Improving Fault Tolerance - Bypass Mode Network Cards

Why do you recommend purchasing SILICOM cards?
The reasons are as follows:

  • The cards have bypass functionality.
  • The delivery package can include licenses for the required drivers for maximum performance - DPDK & Libzero. These cards are marked with -SQ1 (example for a 10GbE card).

Does bypass work on SILICOM network cards when the power is off?

  • Optical bypass - works when the power is off (tested on the PE210G2BPI9-SR-SQ1 short-range/fiber card).
  • Copper bypass - works when the power is off (tested on the PEG6BPi6 card).

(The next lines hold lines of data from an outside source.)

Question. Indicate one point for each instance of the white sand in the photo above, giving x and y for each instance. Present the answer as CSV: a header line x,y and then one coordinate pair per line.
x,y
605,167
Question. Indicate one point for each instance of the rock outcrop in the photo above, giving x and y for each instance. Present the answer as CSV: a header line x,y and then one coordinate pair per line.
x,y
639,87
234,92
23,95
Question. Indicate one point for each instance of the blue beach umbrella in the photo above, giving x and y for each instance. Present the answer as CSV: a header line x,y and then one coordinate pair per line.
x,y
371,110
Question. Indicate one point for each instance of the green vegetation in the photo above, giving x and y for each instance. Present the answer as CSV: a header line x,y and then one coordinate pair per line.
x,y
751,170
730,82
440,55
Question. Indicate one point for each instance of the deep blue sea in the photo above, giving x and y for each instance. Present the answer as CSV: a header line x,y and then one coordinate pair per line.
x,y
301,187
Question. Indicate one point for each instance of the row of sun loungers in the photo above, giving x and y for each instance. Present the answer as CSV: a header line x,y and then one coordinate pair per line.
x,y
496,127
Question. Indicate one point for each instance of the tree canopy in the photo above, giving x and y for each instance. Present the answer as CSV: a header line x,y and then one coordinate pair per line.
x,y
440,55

Is there manual control of bypass on SILICOM network cards?
DPI manages the bypass automatically.
If necessary, manual control of the bypass is possible using the bpctl_util utility:

  • bpctl_util all get_bypass - get the state of bypass
  • bpctl_util all set_bypass on - activate bypass
  • bpctl_util all set_bypass off - deactivate bypass

Problem: we purchased a used card and the bypass does not work, what should we do?
The problem is related to the card being reconfigured as a standard one, i.e., with bypass functionality disabled.
Diagnosis:

bpctl_util all get_std_nic
07:00.0 standard
07:00.1 slave
07:00.2 standard
07:00.3 slave

It should be non-standard.

To set the card to bypass mode, perform the following:

bpctl_util all set_std_nic off

This command switches the mode to non-standard, i.e., with bypass mode enabled.

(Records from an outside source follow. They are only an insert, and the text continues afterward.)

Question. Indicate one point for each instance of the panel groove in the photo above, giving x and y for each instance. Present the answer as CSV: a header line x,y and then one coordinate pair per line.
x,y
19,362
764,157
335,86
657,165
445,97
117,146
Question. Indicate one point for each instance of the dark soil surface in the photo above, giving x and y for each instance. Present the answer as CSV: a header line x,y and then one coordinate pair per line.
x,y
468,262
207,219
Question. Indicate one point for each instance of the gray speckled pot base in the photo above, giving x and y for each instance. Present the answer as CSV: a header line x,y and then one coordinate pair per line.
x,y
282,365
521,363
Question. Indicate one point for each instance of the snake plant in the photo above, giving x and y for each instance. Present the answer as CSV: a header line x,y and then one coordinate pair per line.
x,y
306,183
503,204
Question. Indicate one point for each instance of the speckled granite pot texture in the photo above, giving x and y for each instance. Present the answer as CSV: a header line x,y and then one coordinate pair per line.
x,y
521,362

Explanation regarding bypass switching time?
Activating the bypass takes a short time interval of about 0.5 seconds (by default), but due to interface renegotiation, it can ultimately take a longer time interval. Below is an explanation regarding bypass switching from the manufacturer.
Such switching duration can affect BGP, OSPF, and other mechanisms due to a brief connection interruption (duration may vary, see the description below) or multiple interruptions as in the case of server or service reboot ( service →interruption→bypass→interruption→ service). In this case, the session recovery time (BGP, OSPF) depends on their settings and can take up to several tens of seconds. To reduce this interval, you need to configure the session recovery time after a connection break. For example, on Juniper equipment, set hold-timer down to 500ms to avoid BGP session termination and routing table reconfiguration:

set interfaces <ifname> hold-time up 500 down 500

where 500 ms is the wait timeout before the operational status of the interface changes.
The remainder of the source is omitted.